1000 ml mengandung 7,5 gram NaNO2.


c. Pembakuan larutan natrium nitrit 0,1 N
Lebih kurang 400 mg asam sulfanilat p.a. ditimbang seksama yang
sebelumnya telah dikeringkan pada 120oC sampai bobot tetap, masukkan ke
dalam gelas piala, tambahkan 0,2 gram natrium bikarbonat dan sedikit air,
aduk hingga larut. Encerkan dengan 100 ml air, tambahkan 10 ml asam
klorida pekat, dinginkan hingga suhu tidak lebih dari 15 oC. Titrasi pelanpelan dengan natrium nitrit 0,1 M, hingga goresan larutan memberikan warna
biru pada pasta kanji iodida. Titrasi dianggap selesai jika titik akhir dapat
ditunjukkan lagi setelah dibiarkan selama 2 menit.
d. Penetapan kadar sulfamerazin
Timbang seksama lebih kurang 500 mg sulfamerazin dan masukkan ke
dalam gelas piala yang sesuai. Tambahkan 20 ml asam klorida P dan 50 ml
air, aduk hingga larut, dinginkan suhu lebih kurang 15 oC dan titrasi perlahan
dengan natrium nitrit 0,1 M yang sebelumnya telah dibakukan. Titrasi pelanpelan dengan natrium nitrit 0,1 M, hingga goresan larutan memberikan warna
biru pada pasta kanji iodida. Titrasi dianggap selesai jika titik akhir dapat
ditunjukkan lagi setelah dibiarkan selama 2 menit.

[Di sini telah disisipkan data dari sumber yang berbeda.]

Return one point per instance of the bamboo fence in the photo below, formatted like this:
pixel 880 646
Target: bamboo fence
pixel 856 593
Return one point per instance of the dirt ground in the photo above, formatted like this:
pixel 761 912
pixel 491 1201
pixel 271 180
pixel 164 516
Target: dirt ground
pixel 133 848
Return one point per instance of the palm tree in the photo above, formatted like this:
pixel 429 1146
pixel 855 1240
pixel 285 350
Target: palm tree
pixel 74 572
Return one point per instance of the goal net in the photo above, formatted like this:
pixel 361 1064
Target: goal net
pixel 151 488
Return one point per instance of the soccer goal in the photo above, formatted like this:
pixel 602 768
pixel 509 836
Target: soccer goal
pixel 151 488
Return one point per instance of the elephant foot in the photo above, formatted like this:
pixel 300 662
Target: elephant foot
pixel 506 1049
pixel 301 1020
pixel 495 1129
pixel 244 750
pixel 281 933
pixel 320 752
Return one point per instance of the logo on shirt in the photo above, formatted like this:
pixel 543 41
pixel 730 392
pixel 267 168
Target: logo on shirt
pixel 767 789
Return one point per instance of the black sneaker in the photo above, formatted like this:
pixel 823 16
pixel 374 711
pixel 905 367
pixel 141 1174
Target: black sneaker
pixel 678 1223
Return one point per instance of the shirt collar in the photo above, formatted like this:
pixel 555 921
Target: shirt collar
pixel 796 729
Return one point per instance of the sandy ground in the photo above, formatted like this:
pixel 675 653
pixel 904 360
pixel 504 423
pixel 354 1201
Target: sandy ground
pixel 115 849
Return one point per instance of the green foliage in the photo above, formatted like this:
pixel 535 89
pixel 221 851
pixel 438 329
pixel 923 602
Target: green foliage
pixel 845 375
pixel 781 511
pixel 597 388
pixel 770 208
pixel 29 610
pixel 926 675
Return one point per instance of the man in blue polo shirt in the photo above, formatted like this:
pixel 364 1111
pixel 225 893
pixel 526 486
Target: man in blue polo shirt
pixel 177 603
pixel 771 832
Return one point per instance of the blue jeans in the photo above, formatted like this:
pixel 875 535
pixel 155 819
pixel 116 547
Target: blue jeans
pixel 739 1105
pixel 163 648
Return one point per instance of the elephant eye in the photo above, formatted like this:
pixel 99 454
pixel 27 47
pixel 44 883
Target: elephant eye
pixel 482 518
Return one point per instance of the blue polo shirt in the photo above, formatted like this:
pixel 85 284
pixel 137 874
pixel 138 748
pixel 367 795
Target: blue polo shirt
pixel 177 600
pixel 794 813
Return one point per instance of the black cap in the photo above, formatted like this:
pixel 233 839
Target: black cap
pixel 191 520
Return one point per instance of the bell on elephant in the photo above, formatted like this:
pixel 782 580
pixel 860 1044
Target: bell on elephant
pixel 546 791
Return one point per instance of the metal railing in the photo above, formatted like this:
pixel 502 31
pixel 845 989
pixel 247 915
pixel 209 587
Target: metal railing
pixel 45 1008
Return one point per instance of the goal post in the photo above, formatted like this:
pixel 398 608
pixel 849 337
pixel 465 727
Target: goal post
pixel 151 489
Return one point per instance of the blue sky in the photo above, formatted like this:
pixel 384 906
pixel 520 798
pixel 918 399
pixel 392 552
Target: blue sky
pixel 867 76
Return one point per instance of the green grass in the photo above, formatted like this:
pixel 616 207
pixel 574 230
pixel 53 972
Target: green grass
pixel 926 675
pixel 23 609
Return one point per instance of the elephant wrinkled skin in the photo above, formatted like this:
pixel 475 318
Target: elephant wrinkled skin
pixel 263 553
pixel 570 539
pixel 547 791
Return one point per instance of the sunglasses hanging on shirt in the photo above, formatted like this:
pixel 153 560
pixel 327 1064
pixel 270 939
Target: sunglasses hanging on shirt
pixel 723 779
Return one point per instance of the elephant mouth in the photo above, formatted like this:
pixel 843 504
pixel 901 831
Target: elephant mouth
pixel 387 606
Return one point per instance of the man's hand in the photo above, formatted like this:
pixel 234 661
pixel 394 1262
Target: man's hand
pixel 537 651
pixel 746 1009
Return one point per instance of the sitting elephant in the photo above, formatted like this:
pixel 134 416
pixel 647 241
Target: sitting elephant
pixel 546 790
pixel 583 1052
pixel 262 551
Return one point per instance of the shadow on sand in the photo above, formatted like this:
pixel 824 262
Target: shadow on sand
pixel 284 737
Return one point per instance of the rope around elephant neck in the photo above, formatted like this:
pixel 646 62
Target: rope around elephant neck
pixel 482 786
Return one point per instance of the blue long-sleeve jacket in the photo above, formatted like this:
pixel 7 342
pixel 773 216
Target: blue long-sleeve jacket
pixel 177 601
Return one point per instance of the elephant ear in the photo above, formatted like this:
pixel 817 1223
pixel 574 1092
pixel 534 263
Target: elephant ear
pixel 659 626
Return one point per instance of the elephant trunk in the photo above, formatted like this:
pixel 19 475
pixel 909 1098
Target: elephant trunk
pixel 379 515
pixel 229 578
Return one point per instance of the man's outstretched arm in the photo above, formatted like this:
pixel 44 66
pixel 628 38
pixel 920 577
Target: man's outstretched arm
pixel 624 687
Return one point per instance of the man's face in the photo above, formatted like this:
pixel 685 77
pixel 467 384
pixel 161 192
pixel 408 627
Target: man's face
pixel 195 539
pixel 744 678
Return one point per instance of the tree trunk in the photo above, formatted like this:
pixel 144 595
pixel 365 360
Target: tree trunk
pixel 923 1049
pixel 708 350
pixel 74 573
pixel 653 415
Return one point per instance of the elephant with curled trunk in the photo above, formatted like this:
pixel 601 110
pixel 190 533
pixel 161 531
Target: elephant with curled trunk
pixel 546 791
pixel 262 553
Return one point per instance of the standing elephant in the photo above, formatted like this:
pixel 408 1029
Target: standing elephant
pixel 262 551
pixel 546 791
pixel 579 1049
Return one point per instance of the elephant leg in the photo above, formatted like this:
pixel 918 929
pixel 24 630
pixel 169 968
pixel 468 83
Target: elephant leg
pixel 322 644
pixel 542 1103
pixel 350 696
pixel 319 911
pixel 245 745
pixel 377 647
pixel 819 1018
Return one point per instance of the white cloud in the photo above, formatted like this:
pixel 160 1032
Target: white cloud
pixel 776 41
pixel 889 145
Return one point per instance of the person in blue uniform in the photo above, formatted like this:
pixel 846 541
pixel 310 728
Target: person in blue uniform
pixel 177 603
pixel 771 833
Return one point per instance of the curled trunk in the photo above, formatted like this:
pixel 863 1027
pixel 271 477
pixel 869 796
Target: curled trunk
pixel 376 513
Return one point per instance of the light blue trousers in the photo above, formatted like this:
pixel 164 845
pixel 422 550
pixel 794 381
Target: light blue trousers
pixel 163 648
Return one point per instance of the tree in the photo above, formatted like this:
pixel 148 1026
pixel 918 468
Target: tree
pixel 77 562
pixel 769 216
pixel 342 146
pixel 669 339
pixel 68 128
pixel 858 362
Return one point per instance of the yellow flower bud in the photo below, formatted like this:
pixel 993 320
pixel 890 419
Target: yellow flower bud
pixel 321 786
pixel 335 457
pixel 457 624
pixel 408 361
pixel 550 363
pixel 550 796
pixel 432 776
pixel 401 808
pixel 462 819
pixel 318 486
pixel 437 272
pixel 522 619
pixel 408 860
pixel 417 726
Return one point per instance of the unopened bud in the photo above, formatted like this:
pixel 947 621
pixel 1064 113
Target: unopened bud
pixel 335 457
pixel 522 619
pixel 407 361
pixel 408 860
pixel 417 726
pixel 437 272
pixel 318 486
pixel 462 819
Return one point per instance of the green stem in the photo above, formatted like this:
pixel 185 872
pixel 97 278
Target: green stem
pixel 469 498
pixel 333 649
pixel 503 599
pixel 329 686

Analisis kuantitatif spektrofluorometri


a. Pembuatan kurva baku
Ditimbang seksama lebih kurang 50,0 mg sulfamerazin. Dimasukkan
dalam labu takar 50 ml dan dilarutkan dalam 0,1 ml NaOH (larutan stok
sulfamerazin 1 mg/ml). Setelah itu, dibuat larutan stok sulfamerazin 0,2
mg/ml dengan mengambil 10 ml larutan stok sebelumnya, lalu ditambahkan
0,1 NaOH sampai batas tanda labu takar 50 ml. Larutan ini kemudian diambil
masing-masing 1,0 ; 2,0 ; 3,0 ; 4,0 ; 5,0 ml larutan stok sulfamerazin 0,2

mg/ml dengan pipet volume dan dimasukkan ke dalam labu takar 25 ml,
ditambah dengan 0,1 N NaOH sampai tanda. Setelah itu, larutan diukur
intensitas emisi masing-masing seri larutan baku pada panjang gelombang
eksiasi 275 nm dan emisi 350 nm dengan blangko 0,1 N NaOH. Blangko
yang dipakai adalah larutan 0,1 NaOH, dan dibuat kurva baku hubungan
antara konsentrasi (sumbu x) dan intensitas emisi (sumbu y).
b. Penetapan kadar sulfamerazin dalam sampel (3 kali replikasi)
Pertama, ditimbang seksama 50 mg sampel sulfamerazin dan dimasukkan
dalam gelas piala 100 ml. Sampel dilarutkan dalam kurang lebih 10 ml 0,1 N
NaOH, diaduk, dan disarng melalui kertas saring langsung masuk ke dalam
labu takar 50 ml. Sisa sampel dalam gelas piala dibilas dengan 2 x 10 ml 0,1
N NaOH, disaring dengan kertas saring yang sama dan dimasukkan ke dalam
labu takar sampai tanda (disebut dengan larutan sampel A). Setelah itu, dibuat
larutan sampel B, dengan mengambil 10 ml larutan sampel A dan dimasukkan
ke dalam labu takar 50 ml dan ditambahkan 0,1 N NaOH sampai batas tanda.
Setelah itu, dibuat larutan sampel C, dengan mengambil 5 ml larutan sampel
B dan dimasukkan ke dalam labu takar 25 ml dan ditambahkan 0,1 N NaOH
sampai batas tanda. Larutan C ini kemudian diuku intensitas emisinya pada
panjang gelombang 275 nm dan emisi 350 nm dengan blangko 0,1 N NaOH.
Dihitung kadar sulfamerazin dalam sampel dengan cara mengeplotkan

intensitas emisi dari langkah berikutnya.